The Ministry has not laid out a timeline for when this could come into effect, but they said they are currently in the preliminary stages of studying how the change could be carried out.

“The fine of course remains,” said the Interior Ministry to French daily Le Parisien.

That is to say you can still be fined for going five kilometres over the speed limit, but there might not be any more lost points for driving a couple kilometres over the posted limit. 

READ ALSO These are the offences that can cost you points on your driving licence

Of the 13 million speeding tickets issued each year in France, 58 percent are for speeding violations of less than 5 km per hour over the limit, with many coming from automated radar machines.

How does the current rule work?

The rule itself is already a bit flexible, depending on where the speeding violation occurs.

If the violation happens in an urban area or low-speed zone (under 50 km per hour limit), then it is considered a 4th class offence, which involves a fixed fine of €135. Drivers can also lose a point on their licences as a penalty for this offence. 

Whereas, on highways and high-speed roads, the consequences of speeding by 5 km per hour are less severe. The offence is only considered 3rd class, which means the fixed fine is €68. There is still the possibility of losing a point on your licence, however. 

How do people feel about this?

Pierre Chasseray, a representative from the organisation “40 Millions d’Automobilistes,” thinks the government should do away with all penalties for minor speeding offences, including fines. He told French daily Le Parisien that this is only a “first step.”

Meanwhile, others are concerned that the move to get rid of points-deductions could end up encouraging people to speed, as they’ll think there is no longer any consequence.

To avoid being accused of carelessness, France’s Interior Ministry is also promising to become “firmer” with regards to people who use other people’s licences in order to get out of losing points – say by sending their spouse’s or grandmother’s instead of their own after being caught speeding. The Interior Ministry plans to digitalise license and registration in an effort to combat this. 

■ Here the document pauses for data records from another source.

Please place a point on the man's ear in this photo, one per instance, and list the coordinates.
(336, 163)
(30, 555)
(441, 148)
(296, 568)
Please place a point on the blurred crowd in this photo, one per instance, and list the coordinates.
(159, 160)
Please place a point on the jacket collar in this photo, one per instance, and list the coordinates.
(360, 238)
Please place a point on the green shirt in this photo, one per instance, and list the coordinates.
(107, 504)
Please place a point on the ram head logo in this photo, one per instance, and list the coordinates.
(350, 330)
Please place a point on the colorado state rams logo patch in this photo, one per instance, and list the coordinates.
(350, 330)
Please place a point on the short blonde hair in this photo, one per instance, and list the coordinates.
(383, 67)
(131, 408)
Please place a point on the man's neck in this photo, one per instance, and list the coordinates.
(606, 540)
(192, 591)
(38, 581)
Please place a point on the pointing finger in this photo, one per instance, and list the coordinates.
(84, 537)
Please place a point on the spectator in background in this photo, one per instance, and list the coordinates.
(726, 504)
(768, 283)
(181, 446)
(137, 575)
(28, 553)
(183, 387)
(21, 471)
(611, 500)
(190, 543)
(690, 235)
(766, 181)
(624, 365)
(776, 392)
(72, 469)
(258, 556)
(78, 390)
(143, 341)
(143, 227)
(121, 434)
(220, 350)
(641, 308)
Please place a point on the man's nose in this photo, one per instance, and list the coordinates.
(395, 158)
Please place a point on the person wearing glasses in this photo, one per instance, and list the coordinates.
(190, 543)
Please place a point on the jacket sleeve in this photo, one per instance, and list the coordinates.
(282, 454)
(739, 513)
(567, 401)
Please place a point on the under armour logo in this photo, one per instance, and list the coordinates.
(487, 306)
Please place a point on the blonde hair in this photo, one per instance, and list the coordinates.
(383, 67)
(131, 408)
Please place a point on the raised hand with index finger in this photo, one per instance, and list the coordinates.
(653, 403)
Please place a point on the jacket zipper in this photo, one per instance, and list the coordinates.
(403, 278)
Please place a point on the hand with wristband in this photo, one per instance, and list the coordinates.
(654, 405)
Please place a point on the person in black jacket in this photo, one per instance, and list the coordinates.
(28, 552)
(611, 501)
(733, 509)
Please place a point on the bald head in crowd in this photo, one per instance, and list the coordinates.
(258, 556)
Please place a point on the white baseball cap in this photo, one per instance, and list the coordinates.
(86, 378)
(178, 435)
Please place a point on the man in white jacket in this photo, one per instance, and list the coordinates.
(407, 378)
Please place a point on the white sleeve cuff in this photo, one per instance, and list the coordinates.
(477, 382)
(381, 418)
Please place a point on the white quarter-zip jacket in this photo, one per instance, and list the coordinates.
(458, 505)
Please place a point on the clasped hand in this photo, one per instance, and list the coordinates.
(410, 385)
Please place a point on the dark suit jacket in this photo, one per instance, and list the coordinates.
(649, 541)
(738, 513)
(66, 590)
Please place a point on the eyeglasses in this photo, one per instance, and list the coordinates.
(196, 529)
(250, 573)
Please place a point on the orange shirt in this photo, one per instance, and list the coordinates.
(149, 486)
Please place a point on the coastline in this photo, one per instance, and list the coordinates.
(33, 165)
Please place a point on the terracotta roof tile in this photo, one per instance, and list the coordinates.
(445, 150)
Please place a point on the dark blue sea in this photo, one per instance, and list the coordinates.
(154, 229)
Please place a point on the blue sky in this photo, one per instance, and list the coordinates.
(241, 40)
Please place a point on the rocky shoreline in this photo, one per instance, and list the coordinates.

Ultimately, if you are worried about running out of points on your licence, there are still ways to recover them.

You can recover your points after six months of driving without committing any other offences, and there are also awareness training courses that allow you to gain your points back. It should be noted, however, that these trainings typically cost between €150 and €250, and they do not allow you to regain more than four points.